The chief executive of Emirates, Tim Clark, has sparked another round of speculations on the missing Malaysian plane MH370 after he dropped his own version of a conspiracy theory, over nine months after the mystery unfolded.
The boss of the popular Emirates airlines believes that information on the missing airlines is being withheld by authorities, making people unable to access an essential piece that could potentially solve the 'greatest aviation mystery of the century'. He added that he remains unconvinced that the plane went towards the Southern Indian ocean as widely accepted.
In his latest theory that was revealed in a formerly unpublished full transcript of an interview, which was conducted by well-known aviation journalist Andreas Spaeth, Clark also called into question the role of the Malaysian military the night the aircraft went missing. The details of the interview were made available on the Sydney Morning Herald on Saturday.
Clark also dismissed the theory that one of the pilots had deliberately crashed the Boeing 777, something that did rounds in the news soon after the incident in March. He said a suicidal pilot would have dived straight into the seas rather than performing the complex procedure that seemed to have disabled aircraft's navigation beacons.

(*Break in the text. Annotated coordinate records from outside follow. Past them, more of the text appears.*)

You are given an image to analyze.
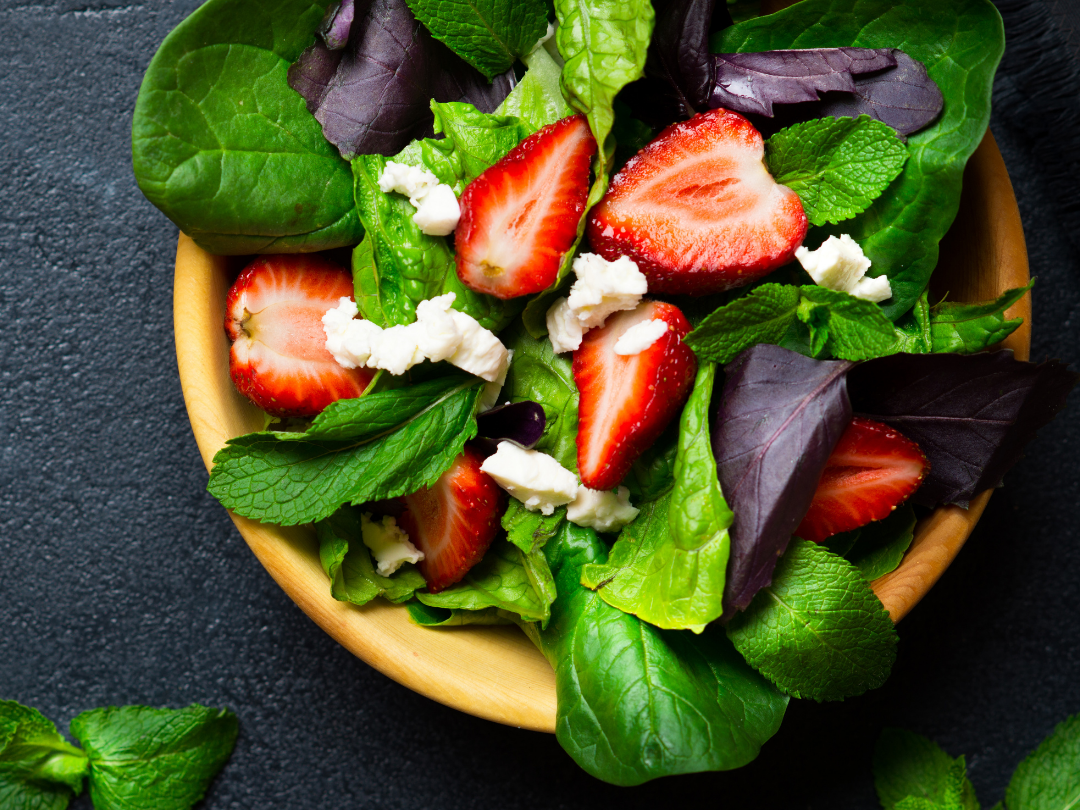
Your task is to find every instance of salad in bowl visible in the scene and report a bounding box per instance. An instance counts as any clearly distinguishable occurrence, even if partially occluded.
[134,0,1077,784]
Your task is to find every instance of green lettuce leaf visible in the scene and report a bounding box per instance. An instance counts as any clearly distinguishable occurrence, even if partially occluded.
[71,705,238,810]
[712,0,1004,320]
[728,538,896,701]
[581,363,733,633]
[528,523,787,785]
[206,374,483,526]
[315,507,428,605]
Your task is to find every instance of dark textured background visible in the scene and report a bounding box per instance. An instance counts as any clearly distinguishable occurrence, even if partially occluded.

"That requires you to leave the flight deck and go down through a trap door in the floor," he said. "But somehow this thing was disabled so much so that the ground tracking capability was eliminated."
Suggesting that the people involved in investigating into flight MH370's disappearance are concealing information about who was on the plane, he added that not enough information has been made available from the very beginning.
"We need to know who was on this aeroplane in the detail that obviously some people do know," he said, and "we need to know what was in the hold of the aeroplane, in the detail we need to know, in a transparent manner."
"I think we will know more if there is full transparency of everything that everybody knows. I do not believe that the information held by some is on the table,"
He also suggested that he smelled some conspiracy on the fact that the Malaysian military allowed the aircraft to proceed unhindered on its bizarre course – something that should have been quickly considered a threat.
"This is a very busy part of Southeast Asia, the notion that we should not be able to identify if it is friend or foe, or we can on primary radar and do nothing about it, is bizarre," he said adding: "What would have happened if the aircraft would have turned back to fly into the Petronas Towers in Kuala Lumpur?"
He said he will never be convinced that the massive search efforts that is still being undertaken in the southern Indian Ocean near Australia is where the plane ultimately went down:
"We have not seen a single thing that suggests categorically that this aircraft is where they say it is, nothing, apart from this 'handshake', which calls my electronic engineers to start thinking 'what is all this about?'."